We are particularly interested in how borderland narratives utilize strategies such as magical realism, hybrid linguistic registers, and mythological reinvention to interrogate colonial histories and national allegories. Drawing on theories of de-territorialization, environmental humanities, geocriticism, and the politics of spatial representation, this panel investigates how cinematic borderlands function as archives of cultural memory, vehicles for political critique, and expressions of Indigenous epistemologies.

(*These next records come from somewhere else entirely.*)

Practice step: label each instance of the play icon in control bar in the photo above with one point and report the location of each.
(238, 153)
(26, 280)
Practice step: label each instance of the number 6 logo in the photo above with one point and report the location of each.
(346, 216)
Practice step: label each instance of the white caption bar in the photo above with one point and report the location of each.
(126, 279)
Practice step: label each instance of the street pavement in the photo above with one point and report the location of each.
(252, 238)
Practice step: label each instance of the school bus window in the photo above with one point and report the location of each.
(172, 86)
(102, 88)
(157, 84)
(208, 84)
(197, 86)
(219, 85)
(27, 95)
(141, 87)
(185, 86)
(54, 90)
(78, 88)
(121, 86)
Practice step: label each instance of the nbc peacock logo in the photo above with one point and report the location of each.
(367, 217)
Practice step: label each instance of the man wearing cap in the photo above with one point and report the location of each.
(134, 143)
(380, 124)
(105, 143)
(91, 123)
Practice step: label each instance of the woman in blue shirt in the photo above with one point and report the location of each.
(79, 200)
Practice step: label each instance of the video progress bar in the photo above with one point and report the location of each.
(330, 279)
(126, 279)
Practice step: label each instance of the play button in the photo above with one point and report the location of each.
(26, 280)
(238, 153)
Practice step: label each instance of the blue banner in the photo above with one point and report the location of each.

We welcome proposals on topics including (but not limited to):

  • Borderlands as mythic and spiritual spaces: Indigenous cosmologies, animism, and more-than-human worlds

  • Postcolonial resistance and cinematic cartography: re-mapping colonial geographies through symbolic landscapes

  • Linguistic hybridity, Geocriticism, and national allegories: code-switching and dialects in postcolonial cinema

  • Nature, animism, and modernity: ecological critique and spiritual erosion in borderland narratives

  • De-territorialization and identity: exilic subjectivities and transnational crossings

  • Myth, religion, and folk beliefs in cinematic storytelling

  • Human-animal-nature entanglements and ecological memory

  • Comparative studies of Southeast Asian and Latin American films

We invite scholars from film studies, postcolonial studies, anthropology, comparative literature, and related fields to submit a 250–300 word abstract and a brief bio by July 15, 2025.

(To proceed, please register an account on the SAMLA website if you haven’t already. Once logged in, navigate to the "Submit a Proposal" section. You should then be able to locate our panel19280 and submit your abstract under it.)